Histoire anecdotique du tribunal révolutionnaire
IV.
THÉOPHILE MANDAR.—INTIMIDATION.—JOURNÉE
DU 17.—LA COMMUNE L'EMPORTE.
L'adresse rédigée par Brissot fut imprimée le lendemain jeudi et affichée immédiatement dans toutes les sections. Elle ne fit qu'irriter ceux qui désiraient faire croire à l'effervescence du peuple, au courroux du peuple, à sa soif de vengeance! Des émissaires de la Commune se répandirent dans les principaux quartiers et firent courir le bruit qu'on voulait acquitter les Suisses; ils déterminèrent de la sorte quelques rumeurs isolées, dont on se promit de tirer parti.—Au nombre de ces orateurs de carrefour, qui joignaient une exaltation brutale à une grande vigueur de poumons, on remarquait Théophile Mandar, petit homme de bizarre tournure, de bizarre figure et de bizarre esprit. A ceux qui le plaisantaient sur l'exiguité de sa taille, il avait l'habitude de répondre fièrement, et en se redressant: «Il n'y a rien de si petit que l'étincelle!» Théophile Mandar exerçait beaucoup d'influence sur les Jacobins des faubourgs par son énergique et originale faconde; il était en outre vice-président de la section du Temple. Toutes ces considérations le firent distinguer de la Commune; et Robespierre ayant, par suite de son insuccès de la veille, refusé nettement de se représenter à la barre, on décida de lui substituer Théophile Mandar. C'était substituer la flamme à la fumée, le coup à la menace. L'orateur populaire n'était ni un homme de demi-mesure, ni un homme de demi-langage. Le vendredi, 17, à dix heures du matin, il pénétra seul dans l'enceinte de l'Assemblée, vêtu plus pittoresquement que proprement; et, de sa voix de tonnerre qu'on s'étonnait d'entendre sortir d'un si faible corps, il proféra les paroles suivantes:
«—Je viens vous annoncer que ce soir, à minuit, le tocsin sonnera, la générale battra! Le peuple est las de n'être pas vengé. Craignez qu'il ne se fasse justice lui-même! Je demande que, sans désemparer, vous décrétiez qu'il soit nommé un citoyen par chaque section pour former un tribunal criminel. Je demande qu'au château des Tuileries soit établi ce tribunal.»

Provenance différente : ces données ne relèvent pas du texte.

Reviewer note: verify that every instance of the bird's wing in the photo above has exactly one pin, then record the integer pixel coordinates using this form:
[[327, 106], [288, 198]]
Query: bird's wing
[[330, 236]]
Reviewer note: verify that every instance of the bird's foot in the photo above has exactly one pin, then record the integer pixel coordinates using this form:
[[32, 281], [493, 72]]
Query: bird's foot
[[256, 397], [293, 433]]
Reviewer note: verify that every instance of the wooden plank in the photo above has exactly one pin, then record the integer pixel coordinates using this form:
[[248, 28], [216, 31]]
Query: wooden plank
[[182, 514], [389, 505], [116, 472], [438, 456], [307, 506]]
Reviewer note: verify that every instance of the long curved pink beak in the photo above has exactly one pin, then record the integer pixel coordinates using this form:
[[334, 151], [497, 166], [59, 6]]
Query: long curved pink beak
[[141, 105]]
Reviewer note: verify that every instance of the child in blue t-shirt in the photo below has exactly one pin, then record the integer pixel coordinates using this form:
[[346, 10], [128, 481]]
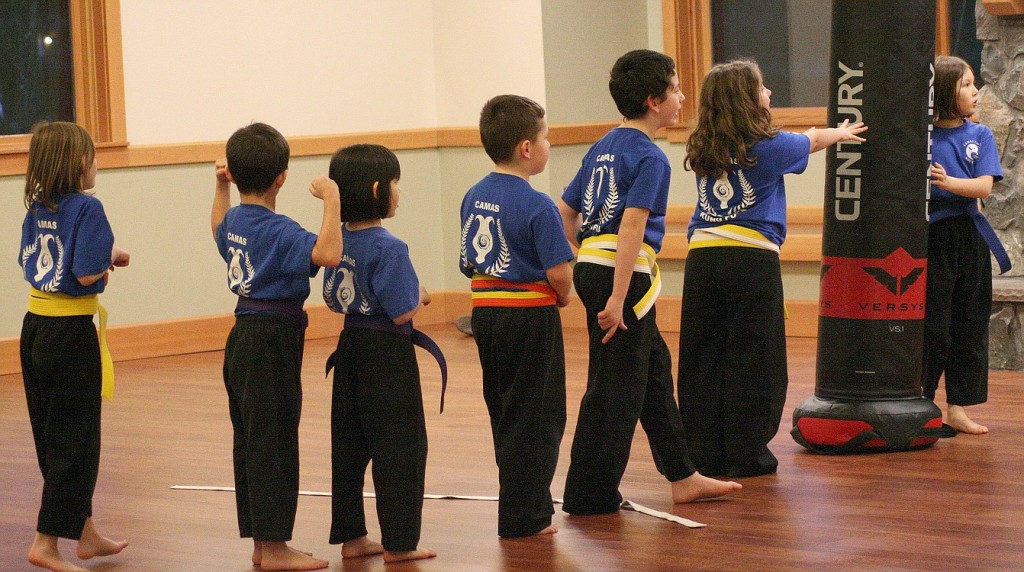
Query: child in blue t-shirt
[[732, 366], [514, 249], [67, 254], [377, 405], [958, 298], [270, 259], [614, 210]]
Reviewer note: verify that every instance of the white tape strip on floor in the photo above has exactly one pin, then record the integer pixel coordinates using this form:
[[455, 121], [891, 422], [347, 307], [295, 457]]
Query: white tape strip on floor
[[631, 506], [627, 504]]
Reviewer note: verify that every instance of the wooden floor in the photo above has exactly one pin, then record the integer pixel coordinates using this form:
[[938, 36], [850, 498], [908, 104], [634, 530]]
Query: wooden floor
[[957, 506]]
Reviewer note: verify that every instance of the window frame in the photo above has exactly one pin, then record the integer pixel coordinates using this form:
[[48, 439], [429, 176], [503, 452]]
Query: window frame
[[686, 26], [98, 79]]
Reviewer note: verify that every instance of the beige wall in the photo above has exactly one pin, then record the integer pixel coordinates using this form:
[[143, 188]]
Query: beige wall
[[340, 67]]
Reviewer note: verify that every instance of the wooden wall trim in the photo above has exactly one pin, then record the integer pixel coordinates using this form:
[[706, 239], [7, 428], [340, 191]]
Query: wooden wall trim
[[14, 149], [205, 334], [1004, 7]]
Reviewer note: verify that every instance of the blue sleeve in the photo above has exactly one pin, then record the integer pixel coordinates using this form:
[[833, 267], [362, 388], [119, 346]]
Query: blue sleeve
[[650, 187], [93, 240], [572, 194], [220, 237], [28, 236], [794, 152], [464, 224], [549, 236], [393, 281], [296, 248], [988, 159]]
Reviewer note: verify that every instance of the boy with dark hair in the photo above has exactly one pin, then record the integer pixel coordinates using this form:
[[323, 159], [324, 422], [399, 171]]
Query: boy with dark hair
[[622, 191], [269, 261], [514, 250]]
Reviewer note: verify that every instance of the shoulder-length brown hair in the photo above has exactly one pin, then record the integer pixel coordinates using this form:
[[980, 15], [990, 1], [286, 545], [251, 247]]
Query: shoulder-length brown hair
[[58, 152], [948, 73], [730, 120]]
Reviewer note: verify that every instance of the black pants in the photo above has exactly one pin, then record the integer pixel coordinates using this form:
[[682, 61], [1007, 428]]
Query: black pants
[[377, 413], [62, 377], [629, 379], [523, 362], [732, 366], [262, 374], [957, 307]]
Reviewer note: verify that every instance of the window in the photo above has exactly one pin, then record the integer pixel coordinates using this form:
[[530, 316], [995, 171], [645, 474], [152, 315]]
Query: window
[[98, 81], [698, 33], [36, 77]]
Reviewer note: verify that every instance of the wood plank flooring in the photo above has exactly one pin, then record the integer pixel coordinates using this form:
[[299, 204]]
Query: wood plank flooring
[[957, 506]]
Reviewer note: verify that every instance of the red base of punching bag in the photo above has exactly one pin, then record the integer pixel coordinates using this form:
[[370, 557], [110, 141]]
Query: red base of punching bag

Chacune de ces phrases, courte et hautaine, avait retenti comme un coup de feu. Les représentants en demeurèrent troublés. Quand il eut fini, il distribua gravement plusieurs copies de son discours; car j'ai oublié de dire que Théophile Mandar était une manière d'homme de lettres;—et, comme tous les hommes de lettres, il tenait beaucoup à ses phrases.
Par exemple, il n'obtint pas les honneurs de la séance.
Choudieu le réprimanda même très-dédaigneusement et très-catégoriquement:
«—Il y a une proclamation faite, dit-il; elle est suffisante. Tous ceux qui viennent CRIER ici ne sont pas les amis du peuple. Si l'on ne veut pas obéir aux décrets de l'Assemblée nationale, elle n'a pas besoin d'en faire. On veut établir un tribunal inquisitorial; je m'y oppose de toutes mes forces; je m'opposerai toujours à un tribunal qui disposerait arbitrairement de la vie des citoyens!»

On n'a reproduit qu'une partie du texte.